Dawkins and probability

I really like Dawkins’ book “The God Delusion”. Although I agree with his conclusions especially regarding the pernicious effect of religion on society, I don’t agree with Dawkins’ arguments from probability.

He tries to apply the so-called anthropic principle to the universe – basically, considering infinite possible universes with infinite possible physical constants, the probability of life occurring somewhere within this set is not low, therefore all the arguments about it being too improbably not to have been caused by a (not improbable?) higher being are bull. This is a discussion of the probability of having a universe with the physical constants ours has and a sort of Darwinism for physical constants where those which cannot be perceived by conscious life do not survive.

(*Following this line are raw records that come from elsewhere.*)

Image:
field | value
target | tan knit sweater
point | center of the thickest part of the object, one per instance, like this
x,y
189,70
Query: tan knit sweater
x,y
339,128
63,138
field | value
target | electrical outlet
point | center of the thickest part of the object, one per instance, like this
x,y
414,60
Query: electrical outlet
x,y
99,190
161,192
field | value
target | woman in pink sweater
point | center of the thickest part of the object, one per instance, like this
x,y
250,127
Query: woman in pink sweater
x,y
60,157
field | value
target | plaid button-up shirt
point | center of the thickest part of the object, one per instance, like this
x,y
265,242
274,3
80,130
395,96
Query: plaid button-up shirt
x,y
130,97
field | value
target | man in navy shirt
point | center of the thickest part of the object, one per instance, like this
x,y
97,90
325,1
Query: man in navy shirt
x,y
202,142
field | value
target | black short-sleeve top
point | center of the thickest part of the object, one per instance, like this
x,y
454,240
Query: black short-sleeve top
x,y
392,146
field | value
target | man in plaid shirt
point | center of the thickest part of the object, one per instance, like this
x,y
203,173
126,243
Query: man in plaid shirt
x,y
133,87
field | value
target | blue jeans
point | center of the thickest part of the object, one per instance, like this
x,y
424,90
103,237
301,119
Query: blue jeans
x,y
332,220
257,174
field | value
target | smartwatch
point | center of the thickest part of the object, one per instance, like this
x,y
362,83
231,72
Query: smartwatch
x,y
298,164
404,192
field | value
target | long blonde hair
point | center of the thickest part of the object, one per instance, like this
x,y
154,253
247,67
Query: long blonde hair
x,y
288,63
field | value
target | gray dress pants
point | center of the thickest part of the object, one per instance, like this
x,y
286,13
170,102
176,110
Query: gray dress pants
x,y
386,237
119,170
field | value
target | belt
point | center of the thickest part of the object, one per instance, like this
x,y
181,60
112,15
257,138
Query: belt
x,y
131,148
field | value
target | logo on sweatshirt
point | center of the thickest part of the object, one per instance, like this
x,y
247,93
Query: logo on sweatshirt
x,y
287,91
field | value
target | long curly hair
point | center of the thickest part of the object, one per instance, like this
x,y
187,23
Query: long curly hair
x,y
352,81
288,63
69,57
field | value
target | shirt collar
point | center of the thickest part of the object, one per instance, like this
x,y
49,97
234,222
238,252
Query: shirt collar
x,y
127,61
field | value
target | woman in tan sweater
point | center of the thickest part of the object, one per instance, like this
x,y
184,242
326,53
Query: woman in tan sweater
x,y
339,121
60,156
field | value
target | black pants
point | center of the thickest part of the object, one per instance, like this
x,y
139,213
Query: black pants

There are several problems with this:
1. Induction and probability (which is based on induction) and the fact that they appear to work are a feature of our particular universe, so you can’t use them as a higher principle applying to “possible” universes (what does “possible” even mean in a meta-universal context?). Once you allow for a universe with different “rules”, you also have to give up the rules of probability which hold in this universe. Therefore this argument is nonsensical.
2. Even if you assume induction and probabilistic behaviour, the combinations of physical constants, geometries and other laws of nature applicable in a hypothetical universe are infinite, and the kind of infinite which is very large compared to the infinite number of combinations of physical constants which would allow a biogenic universe (one capable of engendering life). So the idea of determining a small probability of a universe being biogenic is absurd.
3. He completely ignores the so-called “hard problem of consciousness“. Whatever universe is like, there is subjective experience, which cannot be explained in terms of its objects (see the linked article for more details).
Also he doesn’t really attack God and religion from the angle which I think it most falls down on. The concept of God, when you get its propenents to talk about it, is completely incoherent. When they can make any kind of sense out of it, it turns out that God has none of the characteristics imputed to him by the Bible (e.g. personal – what does that REALLY mean? Infinitely good AND omnipotent – OK – so why all the bad stuff?).
My favourite parts of the book are the exposure of e.g. religious texts such as the bible as vicious and morally abhorrent. It points out places in the bible (no, not all in the old testament), where it directly advocates the gang rape of women, mass murder for “thought crime” of non-belief (God gets very upset if you don’t “believe”), attribution of sin worthy of eternal damnation just for being born (New Testament) and an instrument of execution as the central symbol of faith (if Jesus had died 20 yrs ago, would US school children wear electric chair pendants?) etc…. etc…
Certain members of my family have said “oh but our society has lost its Moral Compass” (since the 1930’s) – and this is somehow connected with the loss of connection with christian faith. Yeah, bring on apartheid, bring on the psychological and physical intimidation of homosexuals for “crimes” between consenting adults, bring on mysogyny and female disenfranchisement, bring on fighting for King and Country. Bring on blasphemy as a crime. Morals in the 1930’s were fantastic.
Finally, although he is right about the societal consequences of religion, I think he takes the doctrines far too seriously. As far as I can see, the doctrines of christianity and the arguments to back them up – e.g. the argument from design (and creationists especially) are so absurd, it’s not worth killing trees to discuss them. It’s so clearly not a rational business and I’m surprised he even bothers.